Most of the evaluations used a non-experimental or observational methodology (n = 24). Surveys during and after the broadcasting of the campaigns, focus groups and structured interviews, as well as the frequency of the behaviors targeted by the campaigns (e.g., alcohol and drug consumption, seat belt use, etc.) and accident and traffic fatality data were the most used tools to conclude the degree of effectiveness of the advertisement. Only two of the evaluations made use of the experimental method, where the researcher manipulated the relevant variables to check whether the expected changes occurred (or not). In addition, one of the studies used a mixed methodology (experimental, quasi-experimental and observational) in order to determine the most valid methodological design.
The communication campaigns evaluated also show variability in terms of content. About one-third of the campaigns had among their objectives or as their main objective the reduction of drinking and driving (n = 10), concluding that it was effective in reducing this risky behavior, although not to the same extent in all cases. Coincidentally, the most recent campaigns were the ones that obtained the best results (e.g., [39,46]), while those with reduced effects were mostly carried out in the 1990s (e.g., [61,64]). Some advertisements were aimed at the use of passive prevention measures, such as helmets, seat belts and child restraint systems (n = 2). In both cases, a positive albeit temporary effect on changing user behavior was observed [40,41]. In campaigns where speeding was the predominant theme (n = 3), small effects were observed [49,54], which increased considerably when the ad included high levels of emotion and impact [43].
Other themes included in the evaluated campaigns were the predisposition to ambulance passing [42], and driver fatigue [44], showing positive effects during and after the broadcast. The rest of the campaigns were more generic in that they did not put the focus on a specific risk factor but on several of them (n = 10). This block, in general, found a certain trend in the reduction of accident rates, although not only due to the advertising campaign (e.g., [47,60]). In addition, they manifested the clear effect of harshness in advertisements, associating it with greater effectiveness [21].

4. Discussion

The present systematic review aims to know the number and type of scientific articles that evaluated traffic and road safety awareness campaigns that have been applied and their main findings. Undoubtedly, the media have a fundamental role in transmitting ideas that increase collective well-being to the population. In this block, we can include the traffic and road safety advertising campaigns [65], with the tools of social marketing being the ones used to achieve awareness [66,67,68].
The first point to be commented on is the scarcity of articles found. Being a subject with a long history, only 27 articles were found that fit the search criteria. Although this was something we were already aware of, it is surprising that campaigns that take such high economic, personal and time resources from governmental institutions and private entities are not formally and exhaustively evaluated to determine whether they are really effective [18]. It is often assumed that providing information to the user will automatically lead to changes in their behavior, but this does not have to be the case. There are multiple factors involved in this process, such as the way the information is conveyed or the viewer’s personality [69].
In this regard, it is especially important to know what to inform about and how to inform.
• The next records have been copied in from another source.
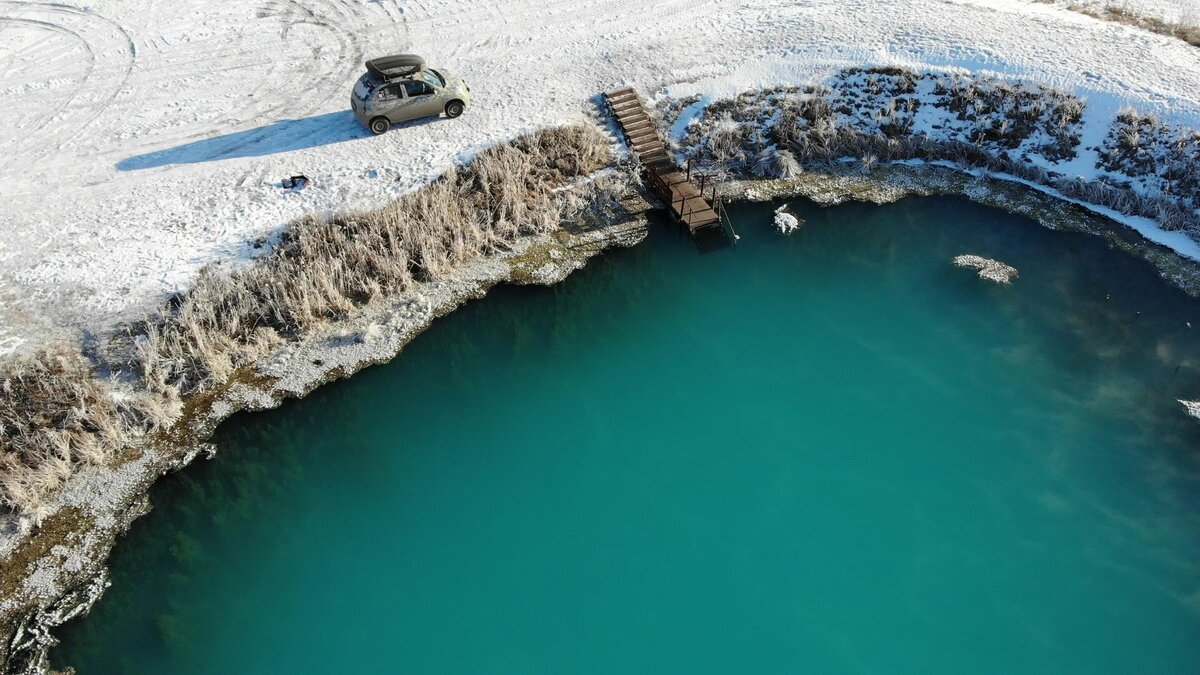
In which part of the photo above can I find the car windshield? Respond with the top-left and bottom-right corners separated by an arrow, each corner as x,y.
354,73 -> 383,101
420,70 -> 446,89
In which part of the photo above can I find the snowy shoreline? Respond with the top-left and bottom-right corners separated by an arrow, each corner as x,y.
0,189 -> 646,674
0,0 -> 1200,352
7,156 -> 1200,673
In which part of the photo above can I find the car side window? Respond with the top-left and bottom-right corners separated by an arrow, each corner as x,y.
404,79 -> 433,97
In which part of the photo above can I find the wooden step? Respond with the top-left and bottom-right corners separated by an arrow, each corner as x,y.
614,108 -> 650,121
620,118 -> 654,136
629,126 -> 659,143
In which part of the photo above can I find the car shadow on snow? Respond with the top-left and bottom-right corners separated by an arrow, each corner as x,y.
116,110 -> 438,171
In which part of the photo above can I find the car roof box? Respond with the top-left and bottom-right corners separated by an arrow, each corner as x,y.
367,54 -> 425,79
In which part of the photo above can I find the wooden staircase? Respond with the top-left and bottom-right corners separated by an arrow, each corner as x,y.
604,88 -> 737,241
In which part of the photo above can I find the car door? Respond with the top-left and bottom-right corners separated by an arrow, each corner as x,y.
404,79 -> 442,119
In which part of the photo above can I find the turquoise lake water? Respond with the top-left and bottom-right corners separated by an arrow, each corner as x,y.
54,198 -> 1200,675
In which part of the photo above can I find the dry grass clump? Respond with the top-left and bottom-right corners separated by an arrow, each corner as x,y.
0,120 -> 612,524
667,68 -> 1200,235
1060,0 -> 1200,47
134,125 -> 612,394
1099,108 -> 1200,229
0,347 -> 178,524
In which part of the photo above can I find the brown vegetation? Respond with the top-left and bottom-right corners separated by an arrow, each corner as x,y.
0,120 -> 612,525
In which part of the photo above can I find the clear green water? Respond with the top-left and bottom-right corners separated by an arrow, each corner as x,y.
55,194 -> 1200,675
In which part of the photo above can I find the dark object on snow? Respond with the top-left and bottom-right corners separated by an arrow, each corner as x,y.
283,174 -> 312,190
367,54 -> 425,79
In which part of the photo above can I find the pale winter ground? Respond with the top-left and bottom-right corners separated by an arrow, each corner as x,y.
1037,0 -> 1200,25
0,0 -> 1200,353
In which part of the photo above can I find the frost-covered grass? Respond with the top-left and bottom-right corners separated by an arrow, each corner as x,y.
952,253 -> 1018,285
662,68 -> 1200,238
1036,0 -> 1200,47
0,125 -> 613,525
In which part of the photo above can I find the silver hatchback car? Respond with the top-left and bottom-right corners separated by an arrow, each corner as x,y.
350,54 -> 470,135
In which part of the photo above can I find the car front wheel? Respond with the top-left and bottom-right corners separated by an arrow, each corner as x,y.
371,118 -> 391,136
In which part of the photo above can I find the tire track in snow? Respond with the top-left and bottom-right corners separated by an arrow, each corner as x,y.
0,0 -> 137,163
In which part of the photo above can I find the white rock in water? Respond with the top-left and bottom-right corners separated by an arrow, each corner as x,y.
1176,399 -> 1200,419
775,213 -> 800,234
954,256 -> 1018,283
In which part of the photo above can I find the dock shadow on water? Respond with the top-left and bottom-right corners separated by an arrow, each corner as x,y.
52,199 -> 1200,675
116,110 -> 438,171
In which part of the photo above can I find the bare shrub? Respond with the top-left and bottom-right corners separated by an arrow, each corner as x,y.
0,125 -> 612,516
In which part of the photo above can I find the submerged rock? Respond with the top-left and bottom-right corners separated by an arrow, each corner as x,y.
1176,399 -> 1200,419
775,213 -> 800,234
954,255 -> 1018,283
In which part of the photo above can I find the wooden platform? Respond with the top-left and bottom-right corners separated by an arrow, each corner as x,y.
604,88 -> 736,240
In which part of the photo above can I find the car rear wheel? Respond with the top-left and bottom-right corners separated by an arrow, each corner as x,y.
371,118 -> 391,136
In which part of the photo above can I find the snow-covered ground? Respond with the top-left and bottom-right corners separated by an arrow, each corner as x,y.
1034,0 -> 1200,26
0,0 -> 1200,353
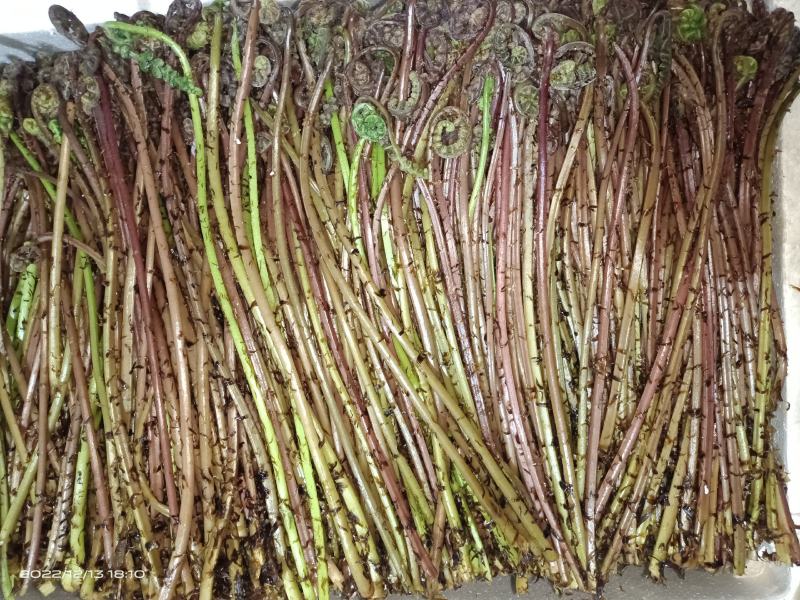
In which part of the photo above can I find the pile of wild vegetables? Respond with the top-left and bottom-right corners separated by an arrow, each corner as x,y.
0,0 -> 800,600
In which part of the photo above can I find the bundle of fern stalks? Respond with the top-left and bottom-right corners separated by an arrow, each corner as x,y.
0,0 -> 800,600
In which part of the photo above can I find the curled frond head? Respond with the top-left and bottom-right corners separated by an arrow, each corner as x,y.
350,101 -> 389,144
675,3 -> 708,44
31,83 -> 61,122
252,54 -> 272,89
258,0 -> 281,25
77,75 -> 100,115
733,54 -> 758,88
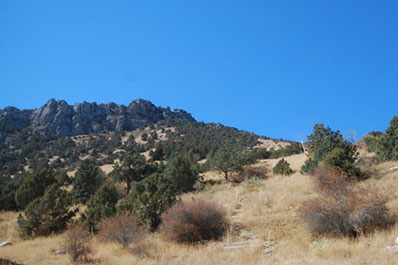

In addition, the communication strategy and even the resources used will probably have to be modified depending on the target audience we are addressing at any given time [70]. Therefore, it is essential to evaluate the effectiveness of campaigns, as it will provide information on which communication strategies are more appropriate, the way to address different types of audience, as well as to know the points on which to place more emphasis and those that are already integrated with the user [71]. The more evaluations that are conducted in this area, the more information will be known to design targeted and effective awareness campaigns.
With this in mind, a question arises: why are road communication and awareness campaigns not evaluated? One possibility is the difficulty in conducting such an evaluation. Crash reduction at a given point in time is often related to a variety of factors [72]. Therefore, it is difficult to evaluate the weight of a campaign when it is developed together with other preventive measures such as road safety education programs or changes in legislation [73]. In this sense, some studies suggest the establishment of several of these measures at the same time has more positive consequences than when these same measures are carried out independently [46]. Another possible reason for not evaluating communication campaigns is that it requires extra financial expenditure. However, being such a recurrent and common tool, that small added effort can provide very relevant information that would allow improving the following campaigns, thus reducing their actual cost [46,74]. In addition, investment in designing more effective campaigns also reduces the economic and personal costs resulting from traffic accidents [75,76]. Therefore, this is a necessary and ultimately recoverable investment.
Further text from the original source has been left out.